Abigail T. Panter, Ph. D.

Dr. Abigail T. Panter (1989, New York University) is the Bowman and Gordon Gray Distinguished Professor of Psychology and a member of the L. L. Thurstone Psychometric Laboratory at UNC, Chapel Hill. She develops research designs and data-analytic strategies for applied research questions in health (e.g., HIV/AIDS in adolescents and adults) and education. Her publications are in measurement and surveys, multivariate data modeling, program evaluation design, and individual differences. She is PI of the Educational Diversity Project (www.unc.edu/edp), a longitudinal national study of law students at 64 law schools in the U.S. studying the impact of race/ethnicity on educational diversity at the start of and during law school. The study tracks students from registration for the LSAT through law school graduation. Other project components include focus groups with a subset of students during each year of law school and law faculty interviews about how, if at all, their pedagogy and course content is affected by student body diversity. She is also PI on projects related to online survey methodology and data modeling of nested/multilevel data. Her teaching is in the area of quantitative methods, including graduate courses in research design, structural equation modeling, exploratory factor analysis, and classical and modern approaches to test theory. Dr. Panter has received multiple teaching awards for her quantitative teaching, including 2003 APA Jacob Cohen Award for Distinguished Teaching and Mentoring and several university-wide teaching awards.

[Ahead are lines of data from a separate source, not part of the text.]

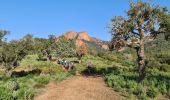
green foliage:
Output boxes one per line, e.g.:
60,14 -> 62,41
16,87 -> 35,100
147,86 -> 159,98
0,86 -> 12,100
34,75 -> 50,84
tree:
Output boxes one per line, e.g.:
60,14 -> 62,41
110,1 -> 170,81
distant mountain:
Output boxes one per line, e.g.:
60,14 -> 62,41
57,31 -> 109,50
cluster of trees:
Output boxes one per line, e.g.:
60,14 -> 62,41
111,1 -> 170,81
0,31 -> 87,71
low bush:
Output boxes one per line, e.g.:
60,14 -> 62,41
146,86 -> 159,98
16,87 -> 35,100
0,86 -> 13,100
34,75 -> 50,84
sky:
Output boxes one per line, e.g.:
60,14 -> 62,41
0,0 -> 170,40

She frequently consults with federal agencies and foundations on grant review, gives regular workshops on statistical modeling, program evaluation, and professional development, serves on national advisory committees and editorial boards in social/personality psychology, measurement, and quantitative methods, and is a Fellow of APA. She edited The Sage Handbook of Methods in Social Psychology (2004) and volumes on program evaluation for HIV/AIDS multisite projects.